Выбрать главу

Поэтому, на удивление всему миру, заседания трех делегаций проходили, как обычно, в девятом зале Женевского Дворца наций. Началось даже совещание технических экспертов по усовершенствованию системы контроля за подземными ядерными взрывами ниже порога 4,75, на чем давно настаивали американцы. А в конце июня советник американской делегации Дэвид Марк подошел к одному из сотрудников советской делегации и предложил своего рода сделку:

— Если Советский Союз назовет конкретное число квоты инспекций, то США назовут свой срок моратория.

Царапкин немедленно сообщил об этом в Москву. Его телеграмма была разослана по «большой разметке», то есть всем членам Президиума.

И все же общая атмосфера нараставшей конфронтации не могла не сказаться на ходе переговоров — они явно теряли темп и целеустремленность. Даже самые стойкие приверженцы договоренности в обеих делегациях поняли: нужно обождать до лучших времен.

СУД

17 августа 1960 года выдалось промозглым и дождливым. Но, несмотря на это, Дом Союзов на Пушкинской улице окружала огромная толпа. Ее сдерживала цепочка милиционеров и людей в штатском.

Москва уже привыкла — в Доме Союзов звучат не только симфонии Чайковского, но происходят куда более завлекательные зрелища. Всех партийных вождей, включая Сталина, провожали в последний путь из Колонного зала. Там происходили знаменитые процессы 30-х годов над врагами народа.

Теперь здесь разыгрывался очередной спектакль — суд над американским шпионом Пауэрсом. Поэтому Колонный зал был битком набит зрителями, которым выдавали пригласительные билеты через райкомы партии. Первые ряды были зарезервированы для особых гостей, в их числе семья Пауэрсов и сотрудники американского посольства. Над громадной сценой, декорированной под судебное присутствие, нависали огромные, отдающие стальным блеском серп и молот. Слева на небольшом возвышении восседали судьи в генеральских погонах — Пауэрса судила военная коллегия Верховного Суда СССР. А рядом со скамьей подсудимого, как бы ему в укор, были выставлены обломки злополучного У-2. И все это на фоне гигантских красных знамен, придававших действию какой-то зловещий, средневековый характер.

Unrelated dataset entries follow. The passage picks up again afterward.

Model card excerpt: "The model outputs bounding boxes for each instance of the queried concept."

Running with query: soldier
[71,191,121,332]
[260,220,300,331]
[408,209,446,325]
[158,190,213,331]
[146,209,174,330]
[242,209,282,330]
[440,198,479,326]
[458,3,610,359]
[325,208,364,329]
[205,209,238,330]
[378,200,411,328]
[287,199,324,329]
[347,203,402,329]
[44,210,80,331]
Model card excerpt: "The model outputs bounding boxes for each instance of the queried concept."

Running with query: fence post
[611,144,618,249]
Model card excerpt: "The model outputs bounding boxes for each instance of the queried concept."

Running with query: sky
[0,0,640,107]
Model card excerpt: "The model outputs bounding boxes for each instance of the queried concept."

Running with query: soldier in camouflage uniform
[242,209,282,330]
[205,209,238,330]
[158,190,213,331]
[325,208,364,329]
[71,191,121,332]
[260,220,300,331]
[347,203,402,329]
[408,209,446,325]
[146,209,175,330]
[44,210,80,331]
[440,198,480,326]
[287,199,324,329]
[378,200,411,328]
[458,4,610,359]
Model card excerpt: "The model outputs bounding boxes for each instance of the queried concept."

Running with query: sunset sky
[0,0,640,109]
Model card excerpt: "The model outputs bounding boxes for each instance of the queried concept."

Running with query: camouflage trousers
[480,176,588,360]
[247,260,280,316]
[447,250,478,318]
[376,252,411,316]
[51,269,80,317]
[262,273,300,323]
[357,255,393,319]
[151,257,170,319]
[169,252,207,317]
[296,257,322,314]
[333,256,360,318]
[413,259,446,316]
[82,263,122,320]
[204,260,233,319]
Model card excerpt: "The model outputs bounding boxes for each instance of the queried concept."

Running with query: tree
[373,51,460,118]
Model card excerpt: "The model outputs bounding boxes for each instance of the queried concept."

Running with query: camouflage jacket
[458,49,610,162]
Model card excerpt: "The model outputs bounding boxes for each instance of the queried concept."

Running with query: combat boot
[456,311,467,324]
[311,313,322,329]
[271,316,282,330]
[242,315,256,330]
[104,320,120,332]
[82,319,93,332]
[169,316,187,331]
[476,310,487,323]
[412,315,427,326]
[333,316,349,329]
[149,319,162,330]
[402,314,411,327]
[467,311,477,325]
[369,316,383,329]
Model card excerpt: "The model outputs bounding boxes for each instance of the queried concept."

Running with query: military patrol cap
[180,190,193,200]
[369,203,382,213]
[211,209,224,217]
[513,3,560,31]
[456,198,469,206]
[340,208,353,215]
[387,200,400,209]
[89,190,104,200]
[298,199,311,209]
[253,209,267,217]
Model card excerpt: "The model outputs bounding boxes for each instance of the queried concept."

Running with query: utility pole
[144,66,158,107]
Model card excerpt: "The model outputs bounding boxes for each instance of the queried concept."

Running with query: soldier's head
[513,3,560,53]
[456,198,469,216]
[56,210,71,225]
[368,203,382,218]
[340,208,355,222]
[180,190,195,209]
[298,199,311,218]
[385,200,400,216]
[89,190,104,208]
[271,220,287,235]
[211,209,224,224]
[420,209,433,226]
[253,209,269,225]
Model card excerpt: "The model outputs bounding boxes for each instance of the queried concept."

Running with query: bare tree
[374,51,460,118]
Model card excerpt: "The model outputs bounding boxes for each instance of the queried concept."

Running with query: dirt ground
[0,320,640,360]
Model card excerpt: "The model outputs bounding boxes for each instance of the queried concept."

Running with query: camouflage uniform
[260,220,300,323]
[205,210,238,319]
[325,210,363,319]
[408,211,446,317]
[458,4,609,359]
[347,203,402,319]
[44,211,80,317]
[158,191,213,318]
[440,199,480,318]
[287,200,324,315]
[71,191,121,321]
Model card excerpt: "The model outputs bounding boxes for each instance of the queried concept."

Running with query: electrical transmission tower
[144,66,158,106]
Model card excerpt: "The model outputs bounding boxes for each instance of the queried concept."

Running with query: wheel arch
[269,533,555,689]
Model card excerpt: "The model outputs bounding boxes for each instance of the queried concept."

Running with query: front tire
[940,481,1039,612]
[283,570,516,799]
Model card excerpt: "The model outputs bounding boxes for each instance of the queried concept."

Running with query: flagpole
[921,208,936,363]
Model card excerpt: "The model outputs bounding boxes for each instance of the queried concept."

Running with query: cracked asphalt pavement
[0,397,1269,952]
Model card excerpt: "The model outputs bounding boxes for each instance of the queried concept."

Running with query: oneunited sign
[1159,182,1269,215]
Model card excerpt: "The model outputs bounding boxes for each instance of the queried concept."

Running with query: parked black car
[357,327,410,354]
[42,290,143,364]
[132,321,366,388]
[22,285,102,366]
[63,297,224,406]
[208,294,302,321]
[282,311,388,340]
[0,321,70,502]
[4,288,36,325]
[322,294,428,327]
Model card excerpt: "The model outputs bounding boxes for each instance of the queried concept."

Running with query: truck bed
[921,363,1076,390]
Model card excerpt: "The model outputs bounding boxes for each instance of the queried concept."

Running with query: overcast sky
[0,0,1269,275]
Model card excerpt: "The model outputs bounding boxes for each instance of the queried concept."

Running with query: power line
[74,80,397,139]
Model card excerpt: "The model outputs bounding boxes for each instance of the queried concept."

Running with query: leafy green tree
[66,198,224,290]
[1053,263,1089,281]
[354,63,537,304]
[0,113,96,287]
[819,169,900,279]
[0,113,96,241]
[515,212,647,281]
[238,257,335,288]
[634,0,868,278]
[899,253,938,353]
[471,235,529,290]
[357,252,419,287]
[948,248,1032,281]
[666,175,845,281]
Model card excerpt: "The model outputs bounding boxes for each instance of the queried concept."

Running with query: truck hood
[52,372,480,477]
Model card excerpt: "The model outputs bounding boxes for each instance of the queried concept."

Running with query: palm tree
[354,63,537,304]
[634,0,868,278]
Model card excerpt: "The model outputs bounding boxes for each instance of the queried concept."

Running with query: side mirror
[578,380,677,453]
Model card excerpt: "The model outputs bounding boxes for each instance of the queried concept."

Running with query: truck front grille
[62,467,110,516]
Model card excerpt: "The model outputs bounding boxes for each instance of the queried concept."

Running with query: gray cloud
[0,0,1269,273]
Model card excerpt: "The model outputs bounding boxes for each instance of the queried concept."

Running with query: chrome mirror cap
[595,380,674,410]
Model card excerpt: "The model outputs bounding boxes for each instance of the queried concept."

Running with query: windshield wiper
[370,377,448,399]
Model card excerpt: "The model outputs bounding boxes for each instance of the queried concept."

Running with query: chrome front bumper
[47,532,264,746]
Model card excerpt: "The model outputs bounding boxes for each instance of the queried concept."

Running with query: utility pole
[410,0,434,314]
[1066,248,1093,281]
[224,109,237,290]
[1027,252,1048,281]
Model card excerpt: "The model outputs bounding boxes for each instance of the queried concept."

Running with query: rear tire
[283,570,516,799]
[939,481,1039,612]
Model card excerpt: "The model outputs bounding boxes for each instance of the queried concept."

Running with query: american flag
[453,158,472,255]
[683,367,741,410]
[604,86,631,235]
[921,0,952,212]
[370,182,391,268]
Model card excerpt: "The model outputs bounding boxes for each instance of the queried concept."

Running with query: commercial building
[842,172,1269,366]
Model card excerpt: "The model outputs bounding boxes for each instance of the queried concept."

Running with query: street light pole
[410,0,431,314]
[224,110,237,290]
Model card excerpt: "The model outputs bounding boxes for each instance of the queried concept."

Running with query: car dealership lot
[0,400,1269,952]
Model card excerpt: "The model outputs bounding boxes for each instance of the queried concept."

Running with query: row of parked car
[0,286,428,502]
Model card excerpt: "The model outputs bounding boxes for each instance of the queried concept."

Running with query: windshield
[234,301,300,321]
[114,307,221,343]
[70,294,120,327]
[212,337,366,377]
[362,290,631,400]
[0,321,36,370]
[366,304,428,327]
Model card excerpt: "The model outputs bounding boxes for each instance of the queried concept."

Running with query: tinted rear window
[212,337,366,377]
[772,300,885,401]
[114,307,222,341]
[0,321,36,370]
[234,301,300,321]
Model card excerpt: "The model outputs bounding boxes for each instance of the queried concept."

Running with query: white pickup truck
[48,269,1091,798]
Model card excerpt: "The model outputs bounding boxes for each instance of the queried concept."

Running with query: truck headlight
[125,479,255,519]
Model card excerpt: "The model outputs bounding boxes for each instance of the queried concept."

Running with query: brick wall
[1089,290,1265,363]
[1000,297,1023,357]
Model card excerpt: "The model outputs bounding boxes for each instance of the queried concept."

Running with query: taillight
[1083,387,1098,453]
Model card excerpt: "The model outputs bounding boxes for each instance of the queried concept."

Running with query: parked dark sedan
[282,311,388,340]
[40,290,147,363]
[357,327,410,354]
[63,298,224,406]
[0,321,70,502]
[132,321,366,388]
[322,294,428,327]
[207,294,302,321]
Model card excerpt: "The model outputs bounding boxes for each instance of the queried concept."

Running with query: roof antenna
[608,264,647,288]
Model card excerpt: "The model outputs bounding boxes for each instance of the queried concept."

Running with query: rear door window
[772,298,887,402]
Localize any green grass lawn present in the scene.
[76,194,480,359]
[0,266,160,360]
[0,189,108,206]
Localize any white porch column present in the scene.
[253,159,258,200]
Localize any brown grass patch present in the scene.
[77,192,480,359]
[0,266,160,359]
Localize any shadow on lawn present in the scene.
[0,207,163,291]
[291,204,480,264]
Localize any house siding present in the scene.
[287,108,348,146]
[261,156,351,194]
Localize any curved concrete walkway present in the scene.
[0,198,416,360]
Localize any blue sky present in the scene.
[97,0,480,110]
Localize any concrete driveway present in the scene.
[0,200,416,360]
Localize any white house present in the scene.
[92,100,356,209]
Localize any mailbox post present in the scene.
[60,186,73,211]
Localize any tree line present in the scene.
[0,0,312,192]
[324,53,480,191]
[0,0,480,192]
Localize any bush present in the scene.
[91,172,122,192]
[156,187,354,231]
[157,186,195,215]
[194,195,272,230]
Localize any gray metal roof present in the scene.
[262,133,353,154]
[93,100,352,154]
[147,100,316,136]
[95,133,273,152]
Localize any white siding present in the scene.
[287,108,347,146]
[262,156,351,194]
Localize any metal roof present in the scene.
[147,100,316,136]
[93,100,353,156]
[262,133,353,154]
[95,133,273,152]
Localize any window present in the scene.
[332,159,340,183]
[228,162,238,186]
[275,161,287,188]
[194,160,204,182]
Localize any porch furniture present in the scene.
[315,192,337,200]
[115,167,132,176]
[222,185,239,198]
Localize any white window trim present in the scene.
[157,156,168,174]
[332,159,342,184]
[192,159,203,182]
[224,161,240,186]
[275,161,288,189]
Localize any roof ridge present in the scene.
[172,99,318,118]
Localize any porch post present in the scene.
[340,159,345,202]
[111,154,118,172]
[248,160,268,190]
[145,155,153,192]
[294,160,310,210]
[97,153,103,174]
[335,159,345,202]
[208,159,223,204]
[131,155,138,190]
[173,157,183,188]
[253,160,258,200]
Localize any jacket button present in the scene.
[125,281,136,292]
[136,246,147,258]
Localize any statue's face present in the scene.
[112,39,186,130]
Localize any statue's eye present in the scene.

Ударил колокол, и зал возмущенно загудел, когда ввели Пауэрса. На этой огромной сцене он выглядел маленьким и жалким. Яркий свет прожекторов ослепил его, и он, явно ошарашенный этим театральным эффектом, моргал и щурился, пытаясь разглядеть своих близких в темном провале партера.

Генеральный прокурор СССР Руденко зачитал обвинительное заключение. Оно было длинным, прокурор читал его занудным голосом, и зал откровенно скучал. Наконец прозвучали слова:

— На основе вышеизложенного Фрэнсис Гарри Пауэрс… обвиняется в том, что, будучи завербованным в 1956 году Центральным разведывательным управлением США, вел активную шпионскую деятельность против Советского Союза, являющуюся выражением агрессивной политики, проводимой правительством США.

Председатель суда В. В. Борисоглебский, пытаясь подражать дикторам Московского радио, торжественно вопросил:

— Подсудимый Пауэрс, признаете ли вы себя виновным?

— Да, — грустно ответил Пауэрс, — признаю.

Его жена Барбара зарыдала в голос. При том, что всю прошлую ночь провела в объятиях любовника.

На дневном заседании начался допрос обвиняемого. Зал явно оживился. На глазах у всех разворачивалось увлекательное зрелище загонной охоты. Жертва еще держалась, пыталась увильнуть от вопросов прокурора, которые, как безжалостные гончие псы, гнали ее к месту гибели. Постепенно азарт охоты охватил зал — не дать уйти, не дать вывернуться, зафлажить, как волка, со всех сторон. Беспощадный, торжествующий инстинкт первобытного охотника возобладал над толпой.

Демонстрируя суду карту полета Пауэрса, прокурор грозно спрашивал, когда Пауэрсу впервые было поручено летать над Советским Союзом. А Пауэрс, прикидываясь невинным мальчиком, говорил, что впервые узнал об этом утром 1 мая, когда услышал приказ полковника Шелтона. И вообще он, летчик-спортсмен, который нанимался перевозить богатых людей по всему миру. Ему просто не положено интересоваться, зачем и почему они туда летят.